It had been no ordinary fire.
Ordinary fires didn’t consume metal as well as wood. And ordinary fires spread. This one hadn’t. It had traced the edges of the building and burned in a near-perfect inn-shaped blaze, only a few tendrils scorching the street stones that circled the building.
No, this was spellwork.
And it was fresh. Warmth still wafted off the ruins as Kell and Lila waded through them, searching for something—anything—that might have survived. But nothing had.
Kell felt sick.
This kind of fire burned hot and fast, and the edges suggested a binding circle. It wouldn’t simply have contained the flames. It would have contained everything. Everyone. How many people had been trapped inside? How many corpses now in the wreckage, reduced to bone, or merely ash?
And then Kell thought, selfishly, of his room.
Years of collecting—music boxes and lockets, instruments and ornaments, the precious and the simple and the strange—all gone.
Rhy’s warning—give up this foolishness before you’re caught—echoed in his head, and for an instant, Kell was glad that he’d been robbed of the bounty before it could be discovered.
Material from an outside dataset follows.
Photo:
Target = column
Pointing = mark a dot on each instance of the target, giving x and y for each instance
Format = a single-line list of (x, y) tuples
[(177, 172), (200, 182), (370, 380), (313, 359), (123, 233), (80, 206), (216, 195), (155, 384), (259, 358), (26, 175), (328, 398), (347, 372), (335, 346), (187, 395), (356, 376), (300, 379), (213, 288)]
And then the weight of it sank in. Whoever did this, they hadn’t robbed him—at least, that hadn’t been the point. But they’d stripped him of his loot to cut him off. An Antari could not travel without tokens. They were trying to corner him, to make sure that if he managed to flee back into Red London, he would have nothing at his disposal.
It was a measure of thoroughness that reeked of Holland’s own hand. The same hand that had ripped the London coins from Kell’s throat and cast them away into the dark.
Lila toed the melted remains of a kettle. “What now?”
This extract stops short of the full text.